Si mañana me atreviera a escribirte, no sería para pedirte que vuelvas. No sería para recordarte lo bonito, ni para reprocharte lo que dolió. Sería para soltar, por fin, eso que nunca me atreví a decir, eso que me tragué por miedo a perderte más de lo que ya te estaba perdiendo.
Te escribiría que hubo días en los que fingí no ver tus gestos de distancia para seguir sosteniendo lo que ya no existía. Que me callé palabras que me quemaban por dentro, con la esperanza de que tú las dijeras primero. Que dormí abrazando la idea de nosotros, incluso cuando tú ya habías soltado esa imagen hacía tiempo.
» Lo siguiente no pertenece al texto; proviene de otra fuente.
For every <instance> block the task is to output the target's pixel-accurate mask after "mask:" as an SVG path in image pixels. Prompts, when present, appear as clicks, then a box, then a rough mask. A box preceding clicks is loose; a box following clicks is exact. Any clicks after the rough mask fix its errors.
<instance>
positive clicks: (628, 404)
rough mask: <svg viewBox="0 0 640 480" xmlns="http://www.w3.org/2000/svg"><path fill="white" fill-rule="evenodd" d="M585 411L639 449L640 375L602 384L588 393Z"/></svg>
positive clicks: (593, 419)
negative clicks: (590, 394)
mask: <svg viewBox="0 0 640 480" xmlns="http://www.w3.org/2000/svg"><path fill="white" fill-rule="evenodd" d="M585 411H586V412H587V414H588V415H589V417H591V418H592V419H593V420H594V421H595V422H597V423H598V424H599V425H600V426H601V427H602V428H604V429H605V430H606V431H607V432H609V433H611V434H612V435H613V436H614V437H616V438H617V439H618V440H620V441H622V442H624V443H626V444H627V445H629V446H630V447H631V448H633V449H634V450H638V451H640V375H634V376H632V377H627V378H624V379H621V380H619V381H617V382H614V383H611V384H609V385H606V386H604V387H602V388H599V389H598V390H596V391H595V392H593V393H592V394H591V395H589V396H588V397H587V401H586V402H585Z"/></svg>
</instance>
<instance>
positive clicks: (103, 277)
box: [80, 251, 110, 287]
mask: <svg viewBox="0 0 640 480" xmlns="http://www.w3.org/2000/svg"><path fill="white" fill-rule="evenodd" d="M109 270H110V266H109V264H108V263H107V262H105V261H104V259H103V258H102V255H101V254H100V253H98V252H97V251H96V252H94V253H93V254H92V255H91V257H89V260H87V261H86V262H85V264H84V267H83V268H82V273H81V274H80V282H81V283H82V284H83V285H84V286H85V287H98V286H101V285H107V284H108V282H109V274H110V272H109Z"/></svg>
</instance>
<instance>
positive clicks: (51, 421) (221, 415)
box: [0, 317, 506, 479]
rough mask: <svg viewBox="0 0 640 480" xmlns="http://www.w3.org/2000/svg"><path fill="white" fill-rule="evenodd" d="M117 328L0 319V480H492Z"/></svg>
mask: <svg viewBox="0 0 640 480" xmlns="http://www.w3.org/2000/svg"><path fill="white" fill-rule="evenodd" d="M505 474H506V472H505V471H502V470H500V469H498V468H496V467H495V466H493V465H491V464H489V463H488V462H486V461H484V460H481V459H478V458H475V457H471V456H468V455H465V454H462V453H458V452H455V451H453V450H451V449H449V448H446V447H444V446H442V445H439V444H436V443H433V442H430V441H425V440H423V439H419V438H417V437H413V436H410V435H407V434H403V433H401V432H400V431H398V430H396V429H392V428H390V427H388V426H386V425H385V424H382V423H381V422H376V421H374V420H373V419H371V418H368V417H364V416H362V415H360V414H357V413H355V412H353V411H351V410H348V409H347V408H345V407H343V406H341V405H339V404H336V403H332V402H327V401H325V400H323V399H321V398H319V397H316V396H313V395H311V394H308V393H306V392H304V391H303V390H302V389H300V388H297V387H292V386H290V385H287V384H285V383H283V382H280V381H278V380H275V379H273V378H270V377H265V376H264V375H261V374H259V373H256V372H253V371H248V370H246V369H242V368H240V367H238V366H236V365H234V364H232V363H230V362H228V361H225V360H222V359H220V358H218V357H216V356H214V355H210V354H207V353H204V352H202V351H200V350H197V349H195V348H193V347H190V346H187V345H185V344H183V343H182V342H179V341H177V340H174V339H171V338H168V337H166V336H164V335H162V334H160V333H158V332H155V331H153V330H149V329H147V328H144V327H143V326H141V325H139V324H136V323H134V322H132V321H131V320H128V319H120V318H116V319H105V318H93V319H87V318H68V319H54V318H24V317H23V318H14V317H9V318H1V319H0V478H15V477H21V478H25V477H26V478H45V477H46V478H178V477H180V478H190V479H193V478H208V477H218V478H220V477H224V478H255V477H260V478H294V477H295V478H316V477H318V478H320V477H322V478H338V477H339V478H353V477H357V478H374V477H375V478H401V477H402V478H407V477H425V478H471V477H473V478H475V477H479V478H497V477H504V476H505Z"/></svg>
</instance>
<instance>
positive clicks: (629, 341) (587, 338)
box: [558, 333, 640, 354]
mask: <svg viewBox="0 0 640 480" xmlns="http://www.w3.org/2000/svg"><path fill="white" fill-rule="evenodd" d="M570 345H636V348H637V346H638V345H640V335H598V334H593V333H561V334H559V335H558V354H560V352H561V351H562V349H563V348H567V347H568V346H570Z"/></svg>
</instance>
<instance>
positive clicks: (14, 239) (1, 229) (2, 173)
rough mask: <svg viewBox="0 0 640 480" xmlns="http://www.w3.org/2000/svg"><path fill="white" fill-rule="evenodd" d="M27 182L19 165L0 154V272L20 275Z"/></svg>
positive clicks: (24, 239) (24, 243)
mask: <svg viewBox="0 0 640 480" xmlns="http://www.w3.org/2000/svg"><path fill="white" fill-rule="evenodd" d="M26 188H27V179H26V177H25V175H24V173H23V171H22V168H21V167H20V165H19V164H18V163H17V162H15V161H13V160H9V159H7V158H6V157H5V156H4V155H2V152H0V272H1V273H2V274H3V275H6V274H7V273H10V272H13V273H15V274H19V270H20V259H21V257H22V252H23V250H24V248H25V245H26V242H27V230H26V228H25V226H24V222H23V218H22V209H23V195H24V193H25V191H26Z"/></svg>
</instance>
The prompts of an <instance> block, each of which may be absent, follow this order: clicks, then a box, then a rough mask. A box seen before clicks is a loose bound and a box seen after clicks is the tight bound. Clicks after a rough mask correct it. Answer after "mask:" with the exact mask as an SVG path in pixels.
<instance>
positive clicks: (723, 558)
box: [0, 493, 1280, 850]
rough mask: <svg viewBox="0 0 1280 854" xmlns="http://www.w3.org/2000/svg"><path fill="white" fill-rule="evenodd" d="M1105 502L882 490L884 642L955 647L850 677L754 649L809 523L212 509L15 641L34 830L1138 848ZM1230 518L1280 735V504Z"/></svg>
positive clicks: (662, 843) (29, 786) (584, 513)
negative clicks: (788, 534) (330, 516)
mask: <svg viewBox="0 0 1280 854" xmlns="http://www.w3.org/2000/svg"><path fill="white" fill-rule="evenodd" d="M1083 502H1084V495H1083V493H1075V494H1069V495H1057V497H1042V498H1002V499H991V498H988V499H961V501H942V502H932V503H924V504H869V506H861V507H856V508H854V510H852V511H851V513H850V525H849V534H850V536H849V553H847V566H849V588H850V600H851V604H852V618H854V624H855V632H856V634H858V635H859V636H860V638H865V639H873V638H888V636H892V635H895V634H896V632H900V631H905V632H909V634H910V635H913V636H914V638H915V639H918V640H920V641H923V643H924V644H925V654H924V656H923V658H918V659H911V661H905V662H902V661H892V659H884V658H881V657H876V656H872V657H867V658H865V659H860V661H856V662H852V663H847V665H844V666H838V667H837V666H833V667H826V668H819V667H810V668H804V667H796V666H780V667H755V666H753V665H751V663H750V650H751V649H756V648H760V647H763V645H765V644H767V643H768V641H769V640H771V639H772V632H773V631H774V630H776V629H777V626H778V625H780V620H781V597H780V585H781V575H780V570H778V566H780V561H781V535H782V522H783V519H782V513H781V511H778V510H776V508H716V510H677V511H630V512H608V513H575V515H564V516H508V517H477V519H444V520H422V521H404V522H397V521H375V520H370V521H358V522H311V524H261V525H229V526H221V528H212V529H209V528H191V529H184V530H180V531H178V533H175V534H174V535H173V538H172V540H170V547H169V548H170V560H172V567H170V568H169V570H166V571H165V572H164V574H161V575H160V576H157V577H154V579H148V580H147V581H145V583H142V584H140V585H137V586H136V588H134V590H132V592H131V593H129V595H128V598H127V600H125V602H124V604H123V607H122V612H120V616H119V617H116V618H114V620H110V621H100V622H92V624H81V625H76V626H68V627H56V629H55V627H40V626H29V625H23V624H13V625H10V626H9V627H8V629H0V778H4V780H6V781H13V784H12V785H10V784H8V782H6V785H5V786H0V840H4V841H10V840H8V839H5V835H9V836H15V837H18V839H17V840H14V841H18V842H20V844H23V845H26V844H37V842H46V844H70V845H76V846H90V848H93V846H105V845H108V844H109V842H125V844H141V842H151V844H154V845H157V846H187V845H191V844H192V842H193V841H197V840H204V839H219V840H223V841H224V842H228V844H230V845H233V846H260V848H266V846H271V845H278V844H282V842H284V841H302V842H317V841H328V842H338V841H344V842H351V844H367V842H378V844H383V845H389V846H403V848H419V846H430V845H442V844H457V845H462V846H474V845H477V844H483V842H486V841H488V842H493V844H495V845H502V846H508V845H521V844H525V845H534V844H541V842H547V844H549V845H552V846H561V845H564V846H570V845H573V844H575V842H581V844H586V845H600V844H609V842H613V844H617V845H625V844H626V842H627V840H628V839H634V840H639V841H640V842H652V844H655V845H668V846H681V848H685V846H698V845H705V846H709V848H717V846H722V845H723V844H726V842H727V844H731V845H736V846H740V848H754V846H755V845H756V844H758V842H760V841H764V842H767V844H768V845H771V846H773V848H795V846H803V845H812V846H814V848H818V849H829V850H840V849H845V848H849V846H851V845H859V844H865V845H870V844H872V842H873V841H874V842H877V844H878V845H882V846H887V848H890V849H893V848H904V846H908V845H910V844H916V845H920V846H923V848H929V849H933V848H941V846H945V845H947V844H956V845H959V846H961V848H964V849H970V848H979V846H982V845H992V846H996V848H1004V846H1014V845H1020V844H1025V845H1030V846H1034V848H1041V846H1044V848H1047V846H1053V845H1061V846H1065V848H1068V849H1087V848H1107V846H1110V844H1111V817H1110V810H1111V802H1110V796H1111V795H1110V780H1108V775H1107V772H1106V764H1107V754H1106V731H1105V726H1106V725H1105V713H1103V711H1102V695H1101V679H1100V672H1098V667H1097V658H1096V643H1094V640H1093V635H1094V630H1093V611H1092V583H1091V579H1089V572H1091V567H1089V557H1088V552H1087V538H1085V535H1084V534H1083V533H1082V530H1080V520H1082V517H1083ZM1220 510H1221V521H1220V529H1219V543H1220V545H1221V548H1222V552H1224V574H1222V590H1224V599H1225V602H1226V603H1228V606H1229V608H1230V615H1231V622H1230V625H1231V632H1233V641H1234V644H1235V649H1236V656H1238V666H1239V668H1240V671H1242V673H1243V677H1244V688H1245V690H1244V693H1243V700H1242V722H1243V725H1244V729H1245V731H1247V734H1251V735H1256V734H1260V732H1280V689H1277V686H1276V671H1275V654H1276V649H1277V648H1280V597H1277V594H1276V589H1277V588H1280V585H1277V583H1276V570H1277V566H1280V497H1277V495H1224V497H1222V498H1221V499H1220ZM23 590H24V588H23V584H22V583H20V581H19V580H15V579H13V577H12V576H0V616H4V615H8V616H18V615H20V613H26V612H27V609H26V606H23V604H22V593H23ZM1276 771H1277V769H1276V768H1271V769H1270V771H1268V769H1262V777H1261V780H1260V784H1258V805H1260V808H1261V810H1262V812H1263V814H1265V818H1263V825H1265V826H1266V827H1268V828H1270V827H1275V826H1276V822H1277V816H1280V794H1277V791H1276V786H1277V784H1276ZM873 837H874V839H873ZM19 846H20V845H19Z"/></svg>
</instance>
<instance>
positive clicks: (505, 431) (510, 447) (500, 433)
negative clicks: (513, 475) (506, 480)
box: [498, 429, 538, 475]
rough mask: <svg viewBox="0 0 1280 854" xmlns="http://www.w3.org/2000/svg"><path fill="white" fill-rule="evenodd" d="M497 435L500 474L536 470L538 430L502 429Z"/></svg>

Si mañana me atreviera a escribirte, te diría que te esperé. Que sí, lo hice. Te esperé en cada mirada esquiva, en cada silencio incómodo, en cada gesto de frialdad que me convencía de que aún quedaba algo que salvar. Pero nunca volviste. Nunca como lo hacía yo.
Te diría que aprendí a quererme cuando entendí que tú no ibas a hacerlo como yo necesitaba. Que cada vez que me alejabas, yo corría más rápido hacia ti, hasta que entendí que no era amor lo que me pedías, era sumisión. Y yo… yo lo confundí todo.
Si mañana me atreviera a escribirte, no sería para ti. Sería para mí. Para recordarme que sobreviví. Que me reconstruí con las mismas manos que un día temblaron por perderte. Que he aprendido a hablar con el nudo en la garganta y aún así decir lo que siento.
Y si mañana tú lo leyeras… que duela si debe doler. Porque esta vez, no escribo para que vuelvas. Escribo para poder soltarte, aunque me cueste, de una vez por todas.